The AI’s decision-making process was designed to be race-neutral. As the authors found out, though, the other assumptions it was programmed with biased it against black people. A key variable it studied was how much money had been spent on patients’ health care up until then, with those who had the most money spent being considered more in need of the program. But black patients don’t see the doctor or get medical care as much as white patients, often because they’re poorer. This is compounded by the fact that black patients are then typically sicker by the time they visit a hospital, because their chronic health problems had gone untreated.

“The bias arises because the algorithm predicts health care costs rather than illness, but unequal access to care means that we spend less money caring for Black patients than for White patients,” the authors wrote.

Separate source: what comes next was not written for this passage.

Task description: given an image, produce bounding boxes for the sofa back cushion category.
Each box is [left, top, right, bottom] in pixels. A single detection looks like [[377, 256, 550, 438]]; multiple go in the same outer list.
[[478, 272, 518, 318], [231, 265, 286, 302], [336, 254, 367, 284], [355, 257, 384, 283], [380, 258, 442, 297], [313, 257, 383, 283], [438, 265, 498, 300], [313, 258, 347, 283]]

These disparities in medicine and elsewhere aren’t exactly a secret. But if an AI isn’t programmed to account for them or trained with lots of different groups of people, then they go ignored, according to Atul Butte, a senior researcher in biomedical informatics at the University of California San Francisco.

“The analogy I have used in the past is that you or I probably would not be comfortable getting into a self-driving car trained only in Mountain View, California,” Butte, who was not involved in the new research, told Gizmodo. “So we really should be wary about medical algorithms trained with only a small population or in just one race or ethnicity.”

The findings, according to Jessie Tenenbaum, an assistant professor of biostatistics and bioinformatics at Duke University, also not involved in the new work, show why it’s important for outside scientists and companies to work together on improving algorithms once they enter the real world.

“I’m a fan of using AI where it can be helpful, but it’s going to be impossible to anticipate all of the ways these biases can creep in and affect results,” she said. “What’s important, then, is to think about how biased data could affect a given application, to check results for such bias, and as much as possible to use AI methods that enable explainability—understanding why an algorithm came to the conclusion it did.”

To that end, the authors of the current study told the Washington Post that they are already working with Optum to recalibrate the algorithm and that they hope other companies will have their AIs audited as well.

“It’s truly inconceivable to me that anyone else’s algorithm doesn’t suffer from this,” senior study author Sendhil Mullainathan, a professor of computation and behavioural science at the University of Chicago Booth School of Business, told the Washington Post. “I’m hopeful that this causes the entire industry to say, ‘Oh, my, we’ve got to fix this.’”

Regulatory agencies like the U.S. Food and Drug Administration should also proactively enforce better training of these algorithms and require transparent data-sharing from the companies that make them, Butte said.